Da mesma maneira que a
Turquia está posicionada na
encruzilhada entre o Oriente e
Oriente Médio muçulmanos e
o Ocidente europeu e norte-americano, a obra de Pamuk
habita o mutável terreno de
uma sobreposição cultural e
religiosa cada vez mais perigosa, na qual colidem não só ideologias como personalidades.
Não é exagero dizer que é necessário ler Pamuk se você deseja começar a compreender o
que acontece nos corações,
mentes e almas das pessoas,
não só na Turquia mas também
no Reino Unido, onde a recente
controvérsia envolvendo o uso
de véus por mulheres muçulmanas reflete de maneira assustadora o tema de "Neve".
Ele nos lembra que a impiedosa campanha de modernização
promovida por Atatürk incluía
uma proibição muito controversa ao uso de véus.
Pamuk sentiu as ondas de
choque geradas por essas colisões de facções. Ele jamais se
esquivou de controvérsias: ainda um ano atrás, estava sendo
processado por acusações de
"falta de espírito turco" -já
que fora irresponsável a ponto
de mencionar o destino dos armênios no começo do século
20, assunto que é tabu para as
autoridades de seu país.
Na Turquia, Pamuk é muito
mais que um romancista: as
pessoas se apressam a ler seus
romances como se ele fosse
uma espécie de profeta ou cantor imensamente popular ou
psicanalista nacional ou uma
espécie de editorial humano.
Linhas tortuosas
Para onde está indo a Turquia? De que maneira ela chegará a um compromisso com
sua história -outrora gloriosa
e sempre conturbada- e resolverá o conflito entre velho e novo e tratará da disputa de poder
entre laicos e islâmicos e encontrará auto-respeito ou paz
de espírito ou unidade interior
ou um novo caminho?
Os romances de Pamuk não
oferecem soluções simples e diretas, mas seguem as linhas
tortuosas desse tipo de questionamento com fidelidade angustiada e dilacerante. Algumas vezes seus personagens
são quase literalmente dilacerados pelas escolhas que não
sabem como fazer, mas são forçados a fazer mesmo assim.
Seu poder como romancista
deriva em parte de sua recusa
em julgar as escolhas feitas pelos personagens que cria: a tragédia deles é que, não importa
que caminho venham a tomar,
não têm direito a relaxar; e,
pior, ocasionalmente algum
outro elemento da sociedade
em que vivem se verá forçado a
condená-los.
Assim, os heróis de Pamuk
-eles são tipicamente heróis,
não heroínas- vagueiam pelas
tramas de seus romances como
se estivessem presos em um sonho coletivo especialmente ansioso, ameaçador.
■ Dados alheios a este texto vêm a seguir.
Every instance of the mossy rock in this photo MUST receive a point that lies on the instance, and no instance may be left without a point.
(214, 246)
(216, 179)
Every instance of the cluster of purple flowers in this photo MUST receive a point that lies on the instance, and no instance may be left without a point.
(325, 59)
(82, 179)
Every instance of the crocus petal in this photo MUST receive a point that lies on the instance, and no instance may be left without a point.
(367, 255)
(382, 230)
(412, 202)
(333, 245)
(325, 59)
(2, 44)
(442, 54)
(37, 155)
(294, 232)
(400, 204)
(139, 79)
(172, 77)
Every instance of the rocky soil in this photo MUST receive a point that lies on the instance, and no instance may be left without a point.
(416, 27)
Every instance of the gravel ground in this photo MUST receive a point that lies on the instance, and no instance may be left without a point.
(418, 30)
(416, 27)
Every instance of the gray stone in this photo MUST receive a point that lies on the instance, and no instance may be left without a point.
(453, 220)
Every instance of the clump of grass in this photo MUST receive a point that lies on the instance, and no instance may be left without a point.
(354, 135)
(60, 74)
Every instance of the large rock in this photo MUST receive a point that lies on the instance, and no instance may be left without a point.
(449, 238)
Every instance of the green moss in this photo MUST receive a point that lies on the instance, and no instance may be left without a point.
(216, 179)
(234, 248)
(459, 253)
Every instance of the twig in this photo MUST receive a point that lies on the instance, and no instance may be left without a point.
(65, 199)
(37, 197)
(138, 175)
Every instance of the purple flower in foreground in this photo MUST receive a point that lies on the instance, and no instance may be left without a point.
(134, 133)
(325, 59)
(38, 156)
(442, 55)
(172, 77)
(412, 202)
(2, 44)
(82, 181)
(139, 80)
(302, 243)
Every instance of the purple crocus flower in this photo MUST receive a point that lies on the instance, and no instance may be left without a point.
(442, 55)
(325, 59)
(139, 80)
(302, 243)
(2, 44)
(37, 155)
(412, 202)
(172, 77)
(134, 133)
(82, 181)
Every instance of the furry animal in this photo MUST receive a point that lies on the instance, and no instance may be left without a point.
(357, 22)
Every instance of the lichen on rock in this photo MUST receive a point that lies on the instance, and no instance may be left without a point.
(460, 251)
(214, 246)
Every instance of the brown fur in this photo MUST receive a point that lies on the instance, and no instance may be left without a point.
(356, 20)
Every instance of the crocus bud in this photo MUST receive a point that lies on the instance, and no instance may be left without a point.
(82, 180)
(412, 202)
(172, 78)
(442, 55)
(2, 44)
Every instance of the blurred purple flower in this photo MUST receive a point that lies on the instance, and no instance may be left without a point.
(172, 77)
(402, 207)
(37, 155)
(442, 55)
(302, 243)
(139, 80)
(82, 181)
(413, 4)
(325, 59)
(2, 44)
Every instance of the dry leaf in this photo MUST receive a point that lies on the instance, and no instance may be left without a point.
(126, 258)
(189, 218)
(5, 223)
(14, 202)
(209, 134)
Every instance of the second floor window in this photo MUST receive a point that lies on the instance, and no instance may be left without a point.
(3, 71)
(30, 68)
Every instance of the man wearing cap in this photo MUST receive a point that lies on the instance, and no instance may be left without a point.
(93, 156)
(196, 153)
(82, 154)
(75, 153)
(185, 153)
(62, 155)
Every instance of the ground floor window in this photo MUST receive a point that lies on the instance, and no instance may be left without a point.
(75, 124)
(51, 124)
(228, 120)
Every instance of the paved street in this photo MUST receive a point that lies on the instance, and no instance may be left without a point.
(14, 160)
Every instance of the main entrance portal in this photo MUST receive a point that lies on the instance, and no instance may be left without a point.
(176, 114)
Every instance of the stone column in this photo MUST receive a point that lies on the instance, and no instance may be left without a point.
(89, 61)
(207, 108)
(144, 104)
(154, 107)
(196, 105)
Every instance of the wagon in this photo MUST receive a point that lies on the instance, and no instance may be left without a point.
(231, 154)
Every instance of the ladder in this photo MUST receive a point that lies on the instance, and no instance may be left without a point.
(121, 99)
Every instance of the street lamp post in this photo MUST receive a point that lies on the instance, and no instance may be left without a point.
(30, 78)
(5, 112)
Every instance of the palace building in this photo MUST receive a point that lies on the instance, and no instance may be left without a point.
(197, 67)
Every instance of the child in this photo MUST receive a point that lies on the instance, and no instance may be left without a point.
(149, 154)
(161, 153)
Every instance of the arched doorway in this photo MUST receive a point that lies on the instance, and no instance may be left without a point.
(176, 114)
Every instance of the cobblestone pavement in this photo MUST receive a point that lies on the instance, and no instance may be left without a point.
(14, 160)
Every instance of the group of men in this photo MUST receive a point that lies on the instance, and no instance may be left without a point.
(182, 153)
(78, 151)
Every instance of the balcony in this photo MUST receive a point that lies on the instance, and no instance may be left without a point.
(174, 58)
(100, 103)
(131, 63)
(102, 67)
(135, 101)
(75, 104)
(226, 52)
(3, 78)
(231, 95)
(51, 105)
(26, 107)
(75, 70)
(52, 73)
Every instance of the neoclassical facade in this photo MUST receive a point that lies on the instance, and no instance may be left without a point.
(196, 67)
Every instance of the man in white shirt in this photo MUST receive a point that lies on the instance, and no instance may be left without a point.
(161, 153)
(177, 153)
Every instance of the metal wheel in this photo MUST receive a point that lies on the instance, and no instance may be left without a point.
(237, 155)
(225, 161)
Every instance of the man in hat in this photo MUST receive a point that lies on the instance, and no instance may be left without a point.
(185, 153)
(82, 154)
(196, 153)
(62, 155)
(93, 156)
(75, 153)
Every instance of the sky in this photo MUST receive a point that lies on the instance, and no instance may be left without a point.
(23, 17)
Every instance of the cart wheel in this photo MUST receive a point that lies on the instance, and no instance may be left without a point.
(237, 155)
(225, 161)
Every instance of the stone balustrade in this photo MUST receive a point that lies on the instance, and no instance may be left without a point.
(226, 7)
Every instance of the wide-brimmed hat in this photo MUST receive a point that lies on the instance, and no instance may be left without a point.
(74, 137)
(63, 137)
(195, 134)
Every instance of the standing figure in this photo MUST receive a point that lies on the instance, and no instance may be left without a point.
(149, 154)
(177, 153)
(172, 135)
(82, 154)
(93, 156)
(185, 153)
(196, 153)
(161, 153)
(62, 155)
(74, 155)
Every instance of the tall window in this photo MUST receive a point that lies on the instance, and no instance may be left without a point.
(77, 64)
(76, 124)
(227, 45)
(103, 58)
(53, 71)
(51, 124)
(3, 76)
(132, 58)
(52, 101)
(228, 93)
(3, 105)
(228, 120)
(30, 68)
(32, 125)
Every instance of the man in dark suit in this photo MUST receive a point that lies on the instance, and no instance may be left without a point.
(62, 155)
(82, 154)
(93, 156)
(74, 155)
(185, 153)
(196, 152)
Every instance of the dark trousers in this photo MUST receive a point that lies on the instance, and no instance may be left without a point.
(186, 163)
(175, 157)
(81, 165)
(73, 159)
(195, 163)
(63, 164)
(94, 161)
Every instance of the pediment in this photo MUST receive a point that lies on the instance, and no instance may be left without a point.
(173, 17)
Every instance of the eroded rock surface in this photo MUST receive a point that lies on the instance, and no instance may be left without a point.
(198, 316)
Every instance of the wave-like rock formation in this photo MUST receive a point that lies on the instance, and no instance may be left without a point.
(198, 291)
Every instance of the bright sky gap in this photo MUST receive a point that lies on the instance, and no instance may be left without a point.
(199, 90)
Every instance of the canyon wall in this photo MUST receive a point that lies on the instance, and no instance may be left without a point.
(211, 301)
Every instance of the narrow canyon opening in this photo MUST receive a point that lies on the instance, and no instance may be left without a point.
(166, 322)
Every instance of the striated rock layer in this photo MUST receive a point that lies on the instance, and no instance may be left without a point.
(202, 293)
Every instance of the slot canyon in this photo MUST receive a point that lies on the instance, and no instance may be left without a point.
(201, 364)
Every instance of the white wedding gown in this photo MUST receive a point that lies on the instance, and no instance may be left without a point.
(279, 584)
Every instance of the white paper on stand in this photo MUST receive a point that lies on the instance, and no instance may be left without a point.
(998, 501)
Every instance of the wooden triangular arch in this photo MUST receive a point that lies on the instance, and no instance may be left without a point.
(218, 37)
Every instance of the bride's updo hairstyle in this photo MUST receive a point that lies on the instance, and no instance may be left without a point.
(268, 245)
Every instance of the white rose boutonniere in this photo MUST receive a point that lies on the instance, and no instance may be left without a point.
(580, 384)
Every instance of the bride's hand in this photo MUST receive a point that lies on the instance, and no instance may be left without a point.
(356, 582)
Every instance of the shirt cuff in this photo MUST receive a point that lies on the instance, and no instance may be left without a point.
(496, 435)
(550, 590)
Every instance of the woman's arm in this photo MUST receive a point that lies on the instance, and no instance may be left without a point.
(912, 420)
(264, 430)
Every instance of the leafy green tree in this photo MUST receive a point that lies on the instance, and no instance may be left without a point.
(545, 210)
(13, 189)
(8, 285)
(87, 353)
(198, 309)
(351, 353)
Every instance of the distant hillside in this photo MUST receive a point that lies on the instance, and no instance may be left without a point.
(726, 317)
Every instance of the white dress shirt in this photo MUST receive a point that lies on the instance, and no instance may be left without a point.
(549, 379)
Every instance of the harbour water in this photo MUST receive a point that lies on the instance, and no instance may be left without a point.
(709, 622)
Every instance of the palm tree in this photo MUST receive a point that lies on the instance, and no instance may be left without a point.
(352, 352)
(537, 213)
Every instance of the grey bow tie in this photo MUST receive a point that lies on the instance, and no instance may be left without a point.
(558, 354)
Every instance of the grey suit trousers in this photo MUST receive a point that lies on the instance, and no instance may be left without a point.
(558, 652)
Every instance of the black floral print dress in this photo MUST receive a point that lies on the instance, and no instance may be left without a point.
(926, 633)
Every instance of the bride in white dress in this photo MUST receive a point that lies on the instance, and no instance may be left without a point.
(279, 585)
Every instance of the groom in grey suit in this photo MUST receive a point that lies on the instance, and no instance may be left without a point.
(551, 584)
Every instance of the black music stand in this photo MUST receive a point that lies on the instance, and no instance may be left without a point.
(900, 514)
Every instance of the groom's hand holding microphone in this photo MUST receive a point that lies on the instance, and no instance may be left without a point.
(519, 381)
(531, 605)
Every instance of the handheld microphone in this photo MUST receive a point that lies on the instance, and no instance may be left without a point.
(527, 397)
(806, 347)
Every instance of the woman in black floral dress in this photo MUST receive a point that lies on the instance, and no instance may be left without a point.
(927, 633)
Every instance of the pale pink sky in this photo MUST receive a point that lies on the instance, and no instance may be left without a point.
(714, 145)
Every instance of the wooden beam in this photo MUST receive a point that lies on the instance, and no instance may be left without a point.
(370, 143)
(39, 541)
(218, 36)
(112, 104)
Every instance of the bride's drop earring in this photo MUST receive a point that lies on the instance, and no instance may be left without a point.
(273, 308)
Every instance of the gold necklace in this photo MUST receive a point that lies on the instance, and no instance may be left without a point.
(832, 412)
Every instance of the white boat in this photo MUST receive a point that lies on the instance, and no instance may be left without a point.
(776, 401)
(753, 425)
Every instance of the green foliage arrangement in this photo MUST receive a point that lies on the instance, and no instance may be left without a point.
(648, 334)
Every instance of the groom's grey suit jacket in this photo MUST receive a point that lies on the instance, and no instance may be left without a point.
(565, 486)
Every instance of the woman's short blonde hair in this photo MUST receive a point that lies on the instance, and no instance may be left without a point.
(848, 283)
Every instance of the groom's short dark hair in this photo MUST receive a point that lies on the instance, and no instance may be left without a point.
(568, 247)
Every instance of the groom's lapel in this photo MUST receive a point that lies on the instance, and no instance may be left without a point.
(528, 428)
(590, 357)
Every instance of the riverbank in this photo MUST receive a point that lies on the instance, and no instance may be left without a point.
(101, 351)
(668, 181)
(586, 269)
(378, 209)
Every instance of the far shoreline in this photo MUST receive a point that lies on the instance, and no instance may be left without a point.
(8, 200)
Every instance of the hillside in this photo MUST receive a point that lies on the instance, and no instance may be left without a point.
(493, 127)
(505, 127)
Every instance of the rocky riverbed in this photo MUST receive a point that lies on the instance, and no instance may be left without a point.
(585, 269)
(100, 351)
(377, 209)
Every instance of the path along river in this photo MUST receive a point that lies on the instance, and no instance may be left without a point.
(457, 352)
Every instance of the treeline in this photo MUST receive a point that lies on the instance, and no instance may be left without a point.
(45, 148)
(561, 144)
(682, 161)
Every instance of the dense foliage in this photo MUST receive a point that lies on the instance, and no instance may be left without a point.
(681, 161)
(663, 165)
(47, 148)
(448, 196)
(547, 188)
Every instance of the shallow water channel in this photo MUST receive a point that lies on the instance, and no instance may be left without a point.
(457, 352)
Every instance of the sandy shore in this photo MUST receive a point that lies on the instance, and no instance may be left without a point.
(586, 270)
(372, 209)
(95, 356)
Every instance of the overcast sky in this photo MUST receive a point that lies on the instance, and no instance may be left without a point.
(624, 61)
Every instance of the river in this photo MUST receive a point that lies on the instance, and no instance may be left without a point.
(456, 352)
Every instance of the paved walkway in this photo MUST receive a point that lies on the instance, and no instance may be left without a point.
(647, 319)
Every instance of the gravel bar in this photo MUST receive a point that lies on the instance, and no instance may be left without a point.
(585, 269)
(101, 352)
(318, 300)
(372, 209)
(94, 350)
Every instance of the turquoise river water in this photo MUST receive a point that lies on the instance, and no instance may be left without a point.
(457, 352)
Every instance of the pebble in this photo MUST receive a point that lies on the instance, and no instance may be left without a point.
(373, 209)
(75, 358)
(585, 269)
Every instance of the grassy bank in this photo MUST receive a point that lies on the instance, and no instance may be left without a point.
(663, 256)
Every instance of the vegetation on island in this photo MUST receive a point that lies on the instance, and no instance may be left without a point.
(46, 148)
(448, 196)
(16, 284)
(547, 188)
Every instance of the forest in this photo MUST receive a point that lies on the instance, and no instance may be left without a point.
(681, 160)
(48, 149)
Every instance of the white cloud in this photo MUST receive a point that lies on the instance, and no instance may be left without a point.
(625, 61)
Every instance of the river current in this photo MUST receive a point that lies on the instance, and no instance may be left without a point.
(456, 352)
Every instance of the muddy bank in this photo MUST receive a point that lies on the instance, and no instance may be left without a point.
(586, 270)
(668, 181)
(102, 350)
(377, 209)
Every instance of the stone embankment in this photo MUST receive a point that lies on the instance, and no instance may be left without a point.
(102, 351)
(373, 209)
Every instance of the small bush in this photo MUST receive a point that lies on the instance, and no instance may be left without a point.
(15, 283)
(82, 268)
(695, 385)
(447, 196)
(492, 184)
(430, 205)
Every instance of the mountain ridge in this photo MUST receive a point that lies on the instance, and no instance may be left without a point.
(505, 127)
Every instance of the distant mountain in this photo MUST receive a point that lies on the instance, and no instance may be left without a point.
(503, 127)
Não é incomum que um protagonista de Pamuk termine
morto, vítima de pessoas desconhecidas.
Os heróis de Pamuk vivem
perturbados pela antiga preeminência da Turquia: eles ocasionalmente tropeçam em
fragmentos arquitetônicos do
imenso e opulento Império
Otomano ou vêem uma igreja
armênia abandonada, vazia, ou
são lembrados sobre antigos
soberanos russos ou vislumbram uma fotografia, manchada pelos anos, do, um dia, muito
reverenciado Atatürk, cujas
tentativas de criar uma Turquia laica e completamente
ocidentalizada parecem agora
tão fúteis.
Para onde foi todo aquele poder?, perguntam esses ecos. A
cidade cristã bizantina de
Constantinopla lança uma longa sombra; Ocidente europeu e
Oriente muçulmano são vistos
como gêmeos idênticos, aprisionados em uma armadilha
que a ambos sufoca.
Pamuk nos dá aquilo que todos os romancistas nos dão em
seus melhores momentos: a
verdade. Não a verdade das estatísticas, mas a verdade da experiência humana em um determinado lugar e um determinado tempo. E, como no caso
da grande literatura em geral,
há momentos em que leitor se
sente mais examinado por ele
do que examinando seu trabalho. "Ninguém pode nos compreender de longe", diz um personagem de "Neve". Leitor, isso
é um desafio.
MARGARET ATWOOD é escritora, autora de
"A Vida Antes do Homem" (Rocco), entre outros. Este texto foi publicado no "Guardian".
Tradução de Paulo Migliacci.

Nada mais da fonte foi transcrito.